Additional measures, such as maintaining the profitability of state-owned banks, enhancing credit guarantee schemes for MSMEs, introducing PLI schemes, and augmenting subsidies for small businesses, are eagerly anticipated. The financial services industry also expects key announcements about the management of Non-Performing Assets (NPAs).

Despite the finance minister signalling a lack of major announcements in the forthcoming budget before the 2024 general elections, the FinTech sector remains optimistic about the government’s commitment to implementing policies that foster sectoral growth, enhance outreach, and amplify India’s digital presence, Choksi added.

Virtual Digital Assets

Ashish Singhal, co-founder and group CEO, PeepalCo, underlined that India introduced its tax provisions for Virtual Digital Assets (VDA) two years ago, during the 2022 Budget.

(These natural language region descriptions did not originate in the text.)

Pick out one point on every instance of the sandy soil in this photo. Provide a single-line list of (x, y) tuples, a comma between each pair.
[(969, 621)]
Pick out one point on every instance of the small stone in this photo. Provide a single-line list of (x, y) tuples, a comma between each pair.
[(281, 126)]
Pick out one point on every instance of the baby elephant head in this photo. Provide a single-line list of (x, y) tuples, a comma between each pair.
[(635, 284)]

“While the industry welcomed the definition and inclusion of VDAs in the Income Tax Act, certain provisions, such as the high TDS rate and the lack of offset have led many Indian VDA users to move to non-compliant foreign exchanges to trade, putting themselves at risk of losing their investment and breaking the law. It also led to lesser tax revenues for the exchequer.”

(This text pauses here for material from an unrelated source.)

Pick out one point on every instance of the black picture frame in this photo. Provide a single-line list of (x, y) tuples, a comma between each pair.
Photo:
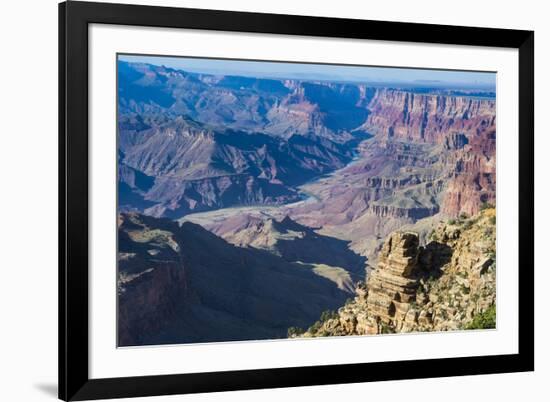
[(74, 18)]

Singhal said that as an FIU-registered platform compliant with India’s KYC and PMLA rules, CoinSwitch urges the Government of India to consider the following.

  • Reducing the Tax Deducted at Source (TDS) on VDAs, from 1% to 0.01%
  • Allow offsetting and carrying forward losses from the sale of VDAs
  • and treating income from VDAs on par with other capital assets

The Government of India has shown commendable leadership at the G20 to arrive at a roadmap for a global crypto framework and has implemented domestic regulatory frameworks such as anti-money laundering that are in line with global standards.

This could be the basis for India to reconsider its tax treatment of VDAs, which is an outlier, both domestically and internationally.

Reducing the tax arbitrage that exists today will also help stem the flight of capital, consumers, investments, and talent, as well as dent the grey economy for VDAs.